R: We are. We are talking about mostly not overdoing your worldbuilding.
K: And because it’s me, we’re certainly going to be talking about some of the elements of worldbuilding as well. Worldbuilding is the process of creating, constructing, and coming up with the rules for an imaginary world, or sometimes an entire fictional universe. There’s a lot of elements that go into this - interesting fact that I found while doing some research for this: the first time “worldbuilding” was used was actually in 1820.
R: The term, or..?
K: The term “worldbuilding” was first used in 1820 in the Edinburgh Review.
R: Okay.
K: Fiction has existed in one form or another all through the course of humanity, obviously, you know, as we got into more recent centuries, literature became a little more organized?

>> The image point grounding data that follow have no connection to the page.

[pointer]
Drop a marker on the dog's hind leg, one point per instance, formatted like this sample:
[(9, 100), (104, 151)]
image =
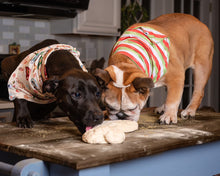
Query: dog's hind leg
[(202, 71), (21, 114)]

I guess? For lack of a better term.
R: So that’s the first time it appeared in print as far as we know, in English, and presumably someone would have said it aloud and said “hey that sounds pretty good.”
K: Yeah, you know what, I have to - I’ll try to dig up the article because I am curious but, the Edinburgh Review was, of course, just reviewing published stories and literature and reviews of different things. So the term really gained a lot of traction in the early 1900s when we saw a lot of science fiction and fantasy writing. A really good example, actually of thorough worldbuilding based off of existing history, would probably be Huxley’s Brave New World, and I think that was 1932, I believe.
K: Regardless of where your story is set, what time it’s set, how much you’re using and building off existing human history, or if this takes place in a galaxy far, far away, there’s certain elements you have to have in worldbuilding. One of the good places to start is geography. If it’s Earth: you’re done. No problem. [laughing] You have established that the world is Earth.
R: But do you? Do you even say [laughing] that you are writing a story on Earth, if you are on Earth?
K: You name a place that the reader would presumably have context for. If, you know, the story is set in Delhi, India then yes we’re on Earth. Tokyo, places we’ve heard of.